When Governor Brown nominated Goodwin Liu this July, the enthusiastic support for the nomination was immediately apparent. A month later, the California Bar Association’s Commission on Judicial Nominees Evaluation rated him “exceptionally well qualified” and observed that “Professor Liu possesses a brilliant intellect, along with exceptional gifts for research and writing which allow him to parse complex and obscure legal doctrines and present them in the form of viable and understandable concepts.” The Commission concluded that Goodwin Liu will be “an ideal addition to the Supreme Court bench because his judicious consideration of all points of view will facilitate intellectual debate and consensus building.”

Yesterday, a month and a half after Governor Brown nominated Goodwin Liu, the Commission on Judicial Appointments heard the testimony of ten witnesses in support of the nomination. Letters of support flooded the offices of the Commission on Judicial Appointments, from over 130 law professors — including former Bush Administration officials John Yoo and Richard Painter — legal organizations, members of Congress, and the public.  At the conclusion of the hearing, the Commission voted unanimously to confirm Goodwin Liu to the California Supreme Court. He will be sworn in today.
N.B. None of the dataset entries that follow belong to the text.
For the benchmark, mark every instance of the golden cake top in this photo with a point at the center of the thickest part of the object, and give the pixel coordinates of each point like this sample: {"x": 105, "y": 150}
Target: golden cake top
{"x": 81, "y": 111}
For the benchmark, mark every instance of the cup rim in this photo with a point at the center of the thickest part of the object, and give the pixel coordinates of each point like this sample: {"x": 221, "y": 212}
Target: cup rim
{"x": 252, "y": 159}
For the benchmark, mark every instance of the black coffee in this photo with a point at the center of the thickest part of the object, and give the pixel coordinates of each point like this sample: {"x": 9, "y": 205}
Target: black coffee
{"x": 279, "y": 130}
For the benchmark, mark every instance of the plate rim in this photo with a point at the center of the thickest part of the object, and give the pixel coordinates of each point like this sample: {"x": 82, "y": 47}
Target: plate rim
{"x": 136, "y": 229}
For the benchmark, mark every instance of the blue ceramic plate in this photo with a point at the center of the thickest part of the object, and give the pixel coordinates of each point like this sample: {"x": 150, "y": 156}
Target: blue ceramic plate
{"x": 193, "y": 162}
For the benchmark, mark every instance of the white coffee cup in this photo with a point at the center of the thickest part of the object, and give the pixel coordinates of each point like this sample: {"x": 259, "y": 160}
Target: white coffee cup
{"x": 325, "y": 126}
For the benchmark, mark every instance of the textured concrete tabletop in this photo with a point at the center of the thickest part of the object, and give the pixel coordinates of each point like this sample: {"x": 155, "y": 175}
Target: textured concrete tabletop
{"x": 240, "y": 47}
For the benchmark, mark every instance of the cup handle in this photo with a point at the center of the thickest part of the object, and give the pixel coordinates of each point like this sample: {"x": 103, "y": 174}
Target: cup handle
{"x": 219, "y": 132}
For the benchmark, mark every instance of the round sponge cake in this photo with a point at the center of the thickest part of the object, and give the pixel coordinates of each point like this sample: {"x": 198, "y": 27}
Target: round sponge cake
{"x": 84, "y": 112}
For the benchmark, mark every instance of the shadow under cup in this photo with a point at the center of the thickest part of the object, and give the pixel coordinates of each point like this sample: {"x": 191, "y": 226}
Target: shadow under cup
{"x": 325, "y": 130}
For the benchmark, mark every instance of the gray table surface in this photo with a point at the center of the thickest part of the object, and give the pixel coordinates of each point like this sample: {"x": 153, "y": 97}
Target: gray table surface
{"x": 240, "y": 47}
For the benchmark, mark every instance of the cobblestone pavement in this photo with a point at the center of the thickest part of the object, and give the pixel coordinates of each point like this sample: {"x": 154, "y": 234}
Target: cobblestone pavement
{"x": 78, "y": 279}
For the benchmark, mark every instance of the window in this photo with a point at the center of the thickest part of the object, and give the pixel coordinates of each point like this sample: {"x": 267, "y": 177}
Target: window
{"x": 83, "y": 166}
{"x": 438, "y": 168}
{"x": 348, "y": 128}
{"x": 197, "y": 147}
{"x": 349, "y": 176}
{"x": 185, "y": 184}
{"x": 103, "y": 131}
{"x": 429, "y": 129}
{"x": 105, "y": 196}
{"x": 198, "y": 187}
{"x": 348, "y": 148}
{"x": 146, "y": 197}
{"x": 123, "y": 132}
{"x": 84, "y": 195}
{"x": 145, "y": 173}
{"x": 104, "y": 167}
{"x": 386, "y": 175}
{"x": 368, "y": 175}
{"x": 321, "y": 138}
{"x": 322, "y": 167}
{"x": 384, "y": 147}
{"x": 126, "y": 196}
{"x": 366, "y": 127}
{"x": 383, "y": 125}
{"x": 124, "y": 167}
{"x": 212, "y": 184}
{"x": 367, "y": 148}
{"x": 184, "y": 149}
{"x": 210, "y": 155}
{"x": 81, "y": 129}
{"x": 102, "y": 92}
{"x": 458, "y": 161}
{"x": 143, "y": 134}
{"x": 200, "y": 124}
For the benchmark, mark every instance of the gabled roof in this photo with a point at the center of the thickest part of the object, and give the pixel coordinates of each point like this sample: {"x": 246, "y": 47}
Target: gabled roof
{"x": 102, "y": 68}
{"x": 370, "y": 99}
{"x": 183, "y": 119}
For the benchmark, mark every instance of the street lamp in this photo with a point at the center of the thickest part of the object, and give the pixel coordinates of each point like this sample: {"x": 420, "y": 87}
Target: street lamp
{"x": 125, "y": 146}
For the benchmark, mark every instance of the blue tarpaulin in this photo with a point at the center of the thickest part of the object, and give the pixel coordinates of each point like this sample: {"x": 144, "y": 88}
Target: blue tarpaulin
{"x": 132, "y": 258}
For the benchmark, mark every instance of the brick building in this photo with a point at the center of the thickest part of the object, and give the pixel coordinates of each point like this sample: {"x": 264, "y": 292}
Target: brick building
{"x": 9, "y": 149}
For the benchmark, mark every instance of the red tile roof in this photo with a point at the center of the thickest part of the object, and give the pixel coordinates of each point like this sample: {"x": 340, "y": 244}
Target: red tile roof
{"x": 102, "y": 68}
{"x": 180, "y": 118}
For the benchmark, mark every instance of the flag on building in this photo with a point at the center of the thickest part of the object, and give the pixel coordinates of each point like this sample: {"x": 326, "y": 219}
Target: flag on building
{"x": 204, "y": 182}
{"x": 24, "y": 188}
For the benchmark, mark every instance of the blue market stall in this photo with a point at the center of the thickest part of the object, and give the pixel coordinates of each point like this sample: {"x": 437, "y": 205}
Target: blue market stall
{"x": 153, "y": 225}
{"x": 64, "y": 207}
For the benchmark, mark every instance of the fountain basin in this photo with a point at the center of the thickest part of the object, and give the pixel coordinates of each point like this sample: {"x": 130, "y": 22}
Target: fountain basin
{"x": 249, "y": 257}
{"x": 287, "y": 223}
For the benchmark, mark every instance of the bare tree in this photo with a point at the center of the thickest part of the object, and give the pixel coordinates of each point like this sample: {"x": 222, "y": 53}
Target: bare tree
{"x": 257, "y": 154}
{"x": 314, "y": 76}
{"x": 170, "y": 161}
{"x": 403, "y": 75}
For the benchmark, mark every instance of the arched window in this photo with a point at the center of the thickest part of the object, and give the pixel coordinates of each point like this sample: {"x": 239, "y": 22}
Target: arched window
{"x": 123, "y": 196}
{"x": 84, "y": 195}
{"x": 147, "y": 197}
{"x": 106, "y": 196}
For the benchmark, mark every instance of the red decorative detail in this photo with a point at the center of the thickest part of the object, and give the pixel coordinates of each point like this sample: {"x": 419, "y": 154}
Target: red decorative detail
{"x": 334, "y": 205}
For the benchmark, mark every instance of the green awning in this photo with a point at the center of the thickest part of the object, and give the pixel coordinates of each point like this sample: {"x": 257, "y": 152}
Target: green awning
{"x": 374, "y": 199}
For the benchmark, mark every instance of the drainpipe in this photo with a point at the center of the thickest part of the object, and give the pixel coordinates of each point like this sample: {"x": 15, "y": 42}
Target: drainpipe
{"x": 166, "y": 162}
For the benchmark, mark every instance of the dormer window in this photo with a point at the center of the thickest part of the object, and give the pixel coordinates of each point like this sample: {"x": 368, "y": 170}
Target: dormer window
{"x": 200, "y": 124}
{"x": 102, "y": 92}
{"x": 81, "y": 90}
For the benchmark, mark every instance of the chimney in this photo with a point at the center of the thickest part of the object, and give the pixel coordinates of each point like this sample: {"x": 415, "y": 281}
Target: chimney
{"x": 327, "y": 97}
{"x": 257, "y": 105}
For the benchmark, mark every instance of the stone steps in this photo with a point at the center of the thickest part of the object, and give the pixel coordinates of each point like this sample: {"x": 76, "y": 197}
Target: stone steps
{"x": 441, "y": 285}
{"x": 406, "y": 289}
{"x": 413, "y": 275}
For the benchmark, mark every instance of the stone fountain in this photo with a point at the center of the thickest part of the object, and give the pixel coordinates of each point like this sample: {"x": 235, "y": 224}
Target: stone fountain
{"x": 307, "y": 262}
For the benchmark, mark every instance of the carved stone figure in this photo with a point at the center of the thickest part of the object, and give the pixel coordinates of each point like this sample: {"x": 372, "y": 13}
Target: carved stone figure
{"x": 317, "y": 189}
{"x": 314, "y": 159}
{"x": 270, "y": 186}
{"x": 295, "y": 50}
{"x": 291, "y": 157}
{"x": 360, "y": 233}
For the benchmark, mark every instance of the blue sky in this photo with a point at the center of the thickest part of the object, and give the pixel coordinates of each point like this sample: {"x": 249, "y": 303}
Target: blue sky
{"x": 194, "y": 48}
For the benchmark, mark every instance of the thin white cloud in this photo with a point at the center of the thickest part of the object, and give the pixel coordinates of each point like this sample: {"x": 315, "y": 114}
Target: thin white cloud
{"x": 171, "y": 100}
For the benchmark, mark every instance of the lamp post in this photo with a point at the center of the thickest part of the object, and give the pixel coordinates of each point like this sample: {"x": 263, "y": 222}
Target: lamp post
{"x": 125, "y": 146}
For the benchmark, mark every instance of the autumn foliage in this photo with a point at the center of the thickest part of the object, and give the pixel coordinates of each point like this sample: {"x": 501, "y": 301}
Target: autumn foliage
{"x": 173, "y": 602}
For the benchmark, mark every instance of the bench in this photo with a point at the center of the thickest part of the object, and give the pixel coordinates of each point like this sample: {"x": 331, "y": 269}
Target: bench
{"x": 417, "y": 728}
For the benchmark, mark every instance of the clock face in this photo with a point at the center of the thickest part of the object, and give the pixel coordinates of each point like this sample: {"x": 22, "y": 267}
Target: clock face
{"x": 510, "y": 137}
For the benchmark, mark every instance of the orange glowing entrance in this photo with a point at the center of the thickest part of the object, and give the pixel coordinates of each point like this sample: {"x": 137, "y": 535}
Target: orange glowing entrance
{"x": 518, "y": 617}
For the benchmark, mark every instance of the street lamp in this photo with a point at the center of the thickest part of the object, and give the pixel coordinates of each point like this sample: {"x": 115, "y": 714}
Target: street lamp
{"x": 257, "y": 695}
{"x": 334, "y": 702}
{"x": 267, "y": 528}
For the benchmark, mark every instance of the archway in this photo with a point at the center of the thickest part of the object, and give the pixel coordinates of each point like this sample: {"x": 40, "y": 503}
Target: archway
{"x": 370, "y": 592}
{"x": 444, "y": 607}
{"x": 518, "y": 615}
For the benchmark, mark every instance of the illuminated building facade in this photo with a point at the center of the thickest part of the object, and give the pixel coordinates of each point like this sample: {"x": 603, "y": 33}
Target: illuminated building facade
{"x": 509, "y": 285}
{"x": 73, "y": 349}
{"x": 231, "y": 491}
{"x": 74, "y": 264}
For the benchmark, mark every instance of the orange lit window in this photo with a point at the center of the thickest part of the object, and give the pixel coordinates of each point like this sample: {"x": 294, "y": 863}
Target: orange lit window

Washington, take note. California’s straightforward, expeditious process only highlights how broken the system for confirming federal judges is in the U.S. Senate today. President Obama nominated Goodwin Liu to a judicial emergency seat on the federal court of appeals in early 2009. For over two years, the nomination was delayed repeatedly by simple obstinacy on the part of a determined minority, which has been bent on unprecedented obstruction of the President’s judicial nominees in general, and that of soon-to-be Justice Liu in particular. His nomination was filibustered, and the Ninth Circuit seat remains vacant.

Although the federal judiciary will not directly benefit from the talents of this outstanding person, we can celebrate the fact that all of us will benefit from Justice Liu’s service on the influential California Supreme Court. And, if California’s confirmation process serves as an example and a wake-up call to our Senators here in Washington, we’ll all have reason to celebrate again in the name of justice.